Through myokine activity, muscle tissue communicates directly with the brain about its activity, triggering enhanced biological responses. Memory, learning and feeling (see Figure 1 below). This newly discovered mechanism shows that a person who participates in physical activities that build and maintain healthy muscle tissue can maintain a variety of cognitive and mental health benefits. Recent clinical trials confirm this effect (3).

Thomas Rutledge

Source: Thomas Routledge

If someone accused you of being complicated, they really had no idea. Although it cannot be identified by looking in a mirror, the reflected body is composed of more than 100 trillion cells. Cells are tiny; If you put cells side by side in a police array, for example, about 200 of them fit within a millimeter.

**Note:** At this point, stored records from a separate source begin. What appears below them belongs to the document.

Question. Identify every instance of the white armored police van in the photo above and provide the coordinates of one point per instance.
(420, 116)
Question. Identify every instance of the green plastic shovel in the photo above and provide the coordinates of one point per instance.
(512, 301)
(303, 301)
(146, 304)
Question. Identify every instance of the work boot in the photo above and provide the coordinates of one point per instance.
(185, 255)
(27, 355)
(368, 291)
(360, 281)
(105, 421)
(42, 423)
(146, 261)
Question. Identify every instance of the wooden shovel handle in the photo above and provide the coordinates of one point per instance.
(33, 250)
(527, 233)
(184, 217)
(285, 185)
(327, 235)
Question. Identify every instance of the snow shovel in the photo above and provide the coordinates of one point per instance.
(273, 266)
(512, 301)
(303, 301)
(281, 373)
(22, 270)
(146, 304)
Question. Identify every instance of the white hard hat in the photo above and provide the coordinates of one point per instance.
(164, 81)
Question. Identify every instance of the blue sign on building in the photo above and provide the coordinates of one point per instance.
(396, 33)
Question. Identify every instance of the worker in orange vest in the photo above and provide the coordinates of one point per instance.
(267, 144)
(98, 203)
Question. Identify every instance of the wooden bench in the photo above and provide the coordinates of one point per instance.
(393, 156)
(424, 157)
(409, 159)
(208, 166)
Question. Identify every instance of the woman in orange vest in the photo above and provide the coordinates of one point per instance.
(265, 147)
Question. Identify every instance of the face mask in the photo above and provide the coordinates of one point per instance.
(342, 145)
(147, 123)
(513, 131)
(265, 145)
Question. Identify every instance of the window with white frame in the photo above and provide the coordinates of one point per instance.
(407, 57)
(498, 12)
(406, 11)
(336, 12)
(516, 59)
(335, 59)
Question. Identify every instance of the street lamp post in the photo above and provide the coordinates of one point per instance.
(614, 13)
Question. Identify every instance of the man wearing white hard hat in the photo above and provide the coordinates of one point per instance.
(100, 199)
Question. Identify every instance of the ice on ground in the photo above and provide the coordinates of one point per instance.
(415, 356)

But what we call you is the beginning of a miracle. Every cell in your body is a civilization of its own, filled with hundreds of millions of proteins and other molecules, each with a function that makes John Henry work. Humiliation. Scaled to our size, your cellular citizens fly at the speed of fighter jets, each completing hundreds or even thousands of life-saving tasks per second. They must constantly maintain this frozen pace in order for you to survive, delivering billions upon trillions of perfectly executed chemical reactions every day.

If you are somehow superhuman Imagination The ability to conceive of this cellular cacophony, one question may interest you: what makes it all happen? Surprisingly, most of the energy needed to run your cells ultimately comes from the oxygen you breathe and the food you consume.

The latter seems important to remember the next time you don’t want to eat your vegetables. Distilled down to the smallest denominator, nutrients are converted into billions of adenosine triphosphate (ATP) molecules per minute by the mitochondria – perhaps the VIP citizens of your cells. Although even an ordinary cell can contain thousands of these energy-producing mitochondria, muscle cells are mitochondrial hives, requiring tens or even hundreds of thousands to do their job. Once produced, ATP is honored by your cells like exhausted runners eating PowerBars at the finish line of the Boston Marathon.

Inevitably from this molecular mess you are. Every thought, feeling and action originates and is based on this constant cycle of energy demand and energy production. And if it’s not obvious from this description, when your cells work better on a small level, you feel and perform better on a larger level.

This brings us back to resistance training. Considering the critical role your muscles play in energy production and brain function, maybe it’s time to start appreciating that resistance training and muscle building are more important than athletes and magazine models.

For example, muscle contractions are more effective at strengthening bones than any other calcium supplement (4). Regular muscle activity improves insulin resistance (a cause of diabetes and many other metabolic conditions) better than any drug.

And now we know that the stimulation of muscle tissue by resistance training has an emotional effect compared to conventional training Anti-depressants and psychotherapy (3). The latest Neuroscience He suggests that we evolved minds for one main reason: to move (5). Contrary to traditional thinking, the main function of the human brain is to coordinate complex movement (which is probably why we have heads but giant but still redwood trees don’t).

By recognizing this close connection between brain and movement, the biological basis of the mind-muscle connection becomes clear, and the importance of resistance training for better physical and emotional health becomes indisputable.